Шкловский с его участием в революции на стороне левых эсеров, неакадемической наукой, литературной обработкой эмиграции как вставной новеллы в романе жизни, с уходом в кино (дабы смотреть на литературу извне), и "мнимой сдачей" формалистского фронта на рубеже 1930-х годов культивировал образ "фаустовского" героя. Раздвоенность – что в контексте революции синонимично ее дуализму – осознавалась им как травма и в то же время служила ресурсом перехода от одного этапа развития к другому. Тот, в чьей груди (впрочем, совершенно здоровой) живут две души, – "друг другу чуждые, и жаждут разделенья", вынужден тягаться с историей. Внутренний конфликт заставляет выбирать, т. е. порождать события. Любой объект рассматривается как результат действия противоположностей в той же мере, в какой им является и сама наблюдающая инстанция.

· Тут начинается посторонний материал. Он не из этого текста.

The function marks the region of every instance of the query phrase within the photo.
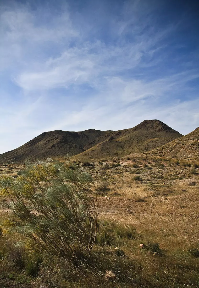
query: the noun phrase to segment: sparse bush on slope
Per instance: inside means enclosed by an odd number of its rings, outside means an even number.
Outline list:
[[[20,220],[18,232],[36,251],[71,257],[89,254],[98,215],[91,177],[60,163],[27,166],[17,178],[0,178],[1,195],[11,201],[9,207]]]

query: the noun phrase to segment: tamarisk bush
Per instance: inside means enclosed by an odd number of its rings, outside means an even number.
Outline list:
[[[1,195],[10,201],[8,206],[20,223],[18,231],[39,252],[68,257],[77,252],[89,254],[98,214],[91,176],[52,161],[26,166],[16,178],[0,177]]]

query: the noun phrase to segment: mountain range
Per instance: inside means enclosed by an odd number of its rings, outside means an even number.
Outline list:
[[[179,139],[147,152],[146,155],[199,160],[199,127]]]
[[[19,148],[0,154],[0,163],[63,157],[67,153],[83,160],[123,157],[152,150],[183,136],[157,120],[145,120],[133,128],[116,131],[55,130],[44,132]]]

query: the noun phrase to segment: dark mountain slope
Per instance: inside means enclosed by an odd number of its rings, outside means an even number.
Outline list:
[[[147,154],[152,156],[199,160],[199,127],[179,139],[174,140]]]
[[[89,129],[80,132],[55,130],[44,132],[20,147],[0,155],[0,162],[22,162],[47,157],[63,156],[69,152],[75,155],[85,150],[84,147],[111,131]]]
[[[99,137],[95,141],[95,145],[94,140],[91,147],[88,144],[85,148],[89,149],[76,157],[82,160],[122,157],[148,151],[182,136],[159,120],[145,120],[131,129]]]

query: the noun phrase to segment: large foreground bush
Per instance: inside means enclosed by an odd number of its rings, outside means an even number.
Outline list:
[[[27,166],[16,178],[0,178],[1,195],[19,220],[17,231],[40,252],[68,257],[78,251],[89,254],[98,215],[91,177],[60,163]]]

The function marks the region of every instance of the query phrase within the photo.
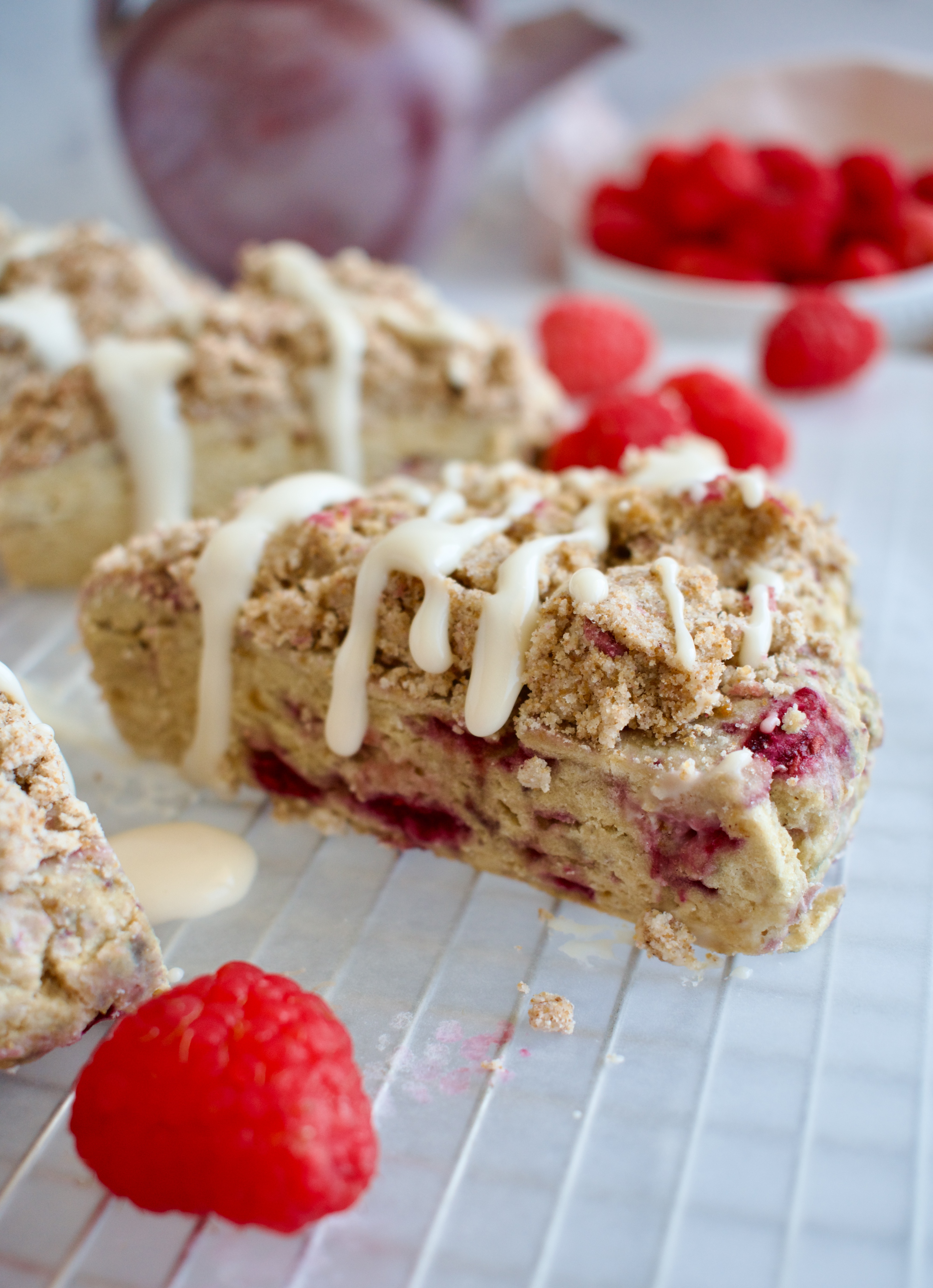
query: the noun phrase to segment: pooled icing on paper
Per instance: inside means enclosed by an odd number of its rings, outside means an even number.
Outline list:
[[[205,823],[134,827],[109,842],[153,926],[230,908],[256,876],[250,842]]]
[[[741,647],[739,649],[740,666],[763,666],[768,658],[771,648],[771,591],[780,595],[784,590],[784,578],[780,573],[770,568],[753,564],[749,568],[749,599],[752,600],[752,616],[743,625]]]
[[[0,295],[0,326],[18,331],[53,375],[84,362],[88,345],[75,307],[62,291],[31,286]]]
[[[90,350],[133,478],[135,532],[190,516],[192,448],[175,388],[190,361],[180,340],[104,336]]]
[[[664,598],[668,601],[668,612],[674,627],[677,661],[685,670],[692,671],[696,666],[696,645],[683,618],[683,591],[677,585],[679,565],[670,555],[661,555],[660,559],[655,559],[654,569],[661,580]]]
[[[713,479],[734,479],[741,498],[750,510],[758,509],[766,496],[764,471],[759,466],[750,470],[730,469],[722,447],[700,434],[681,434],[668,439],[663,447],[640,451],[629,447],[622,459],[627,482],[643,488],[660,488],[668,496],[688,492],[691,500],[703,501],[707,486]]]
[[[359,480],[363,478],[360,419],[365,328],[331,281],[320,258],[308,246],[292,241],[273,242],[269,246],[269,277],[279,295],[309,304],[320,314],[331,345],[331,361],[326,367],[309,372],[309,388],[331,468]]]
[[[230,734],[233,632],[250,598],[269,537],[286,523],[328,505],[353,501],[360,488],[337,474],[292,474],[265,488],[205,546],[192,585],[201,604],[201,671],[194,738],[183,761],[193,782],[220,786],[220,761]]]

Филологи круга ОПОЯЗа строили свою концепцию объекта на непременном противодействии. Такова идея доминанты у Эйхенбаума в "Мелодике стиха", сознательно заострившего и упростившего тезис Кристиансена о том, что объект должен как принадлежать фону, так и непременно от него отличаться [Ханзен-Леве, 1985, с. 16–17]. Аналогична идея приема у Шкловского: объект должен быть результатом деформации, обнажающей структуру формы. В том же духе решена и востребованная в будущем (по меньшей мере, в структуралистском контексте) проблема синфункции и автофункции, поставленная в книге "Проблема стихотворного языка" (1924) Тынянова. Объект должен принадлежать одновременно двум системам, взаимодействовать с ближайшим контекстом и тем самым подчеркивать свое от него отличие (формировать своего рода негативную идентичность). Возвращаясь к мысли о пронизывающей и организующей двойственности, следует подчеркнуть, что она является, говоря словами Тынянова, ресурсом "борьбы и смены" в истории литературы. Но сами петербургские формалисты последовательно вписывают себя в историю литературы в отличие от, например, Якобсона, не менее последовательно строившего научную карьеру и никогда после футуристических увлечений юности не игравшего.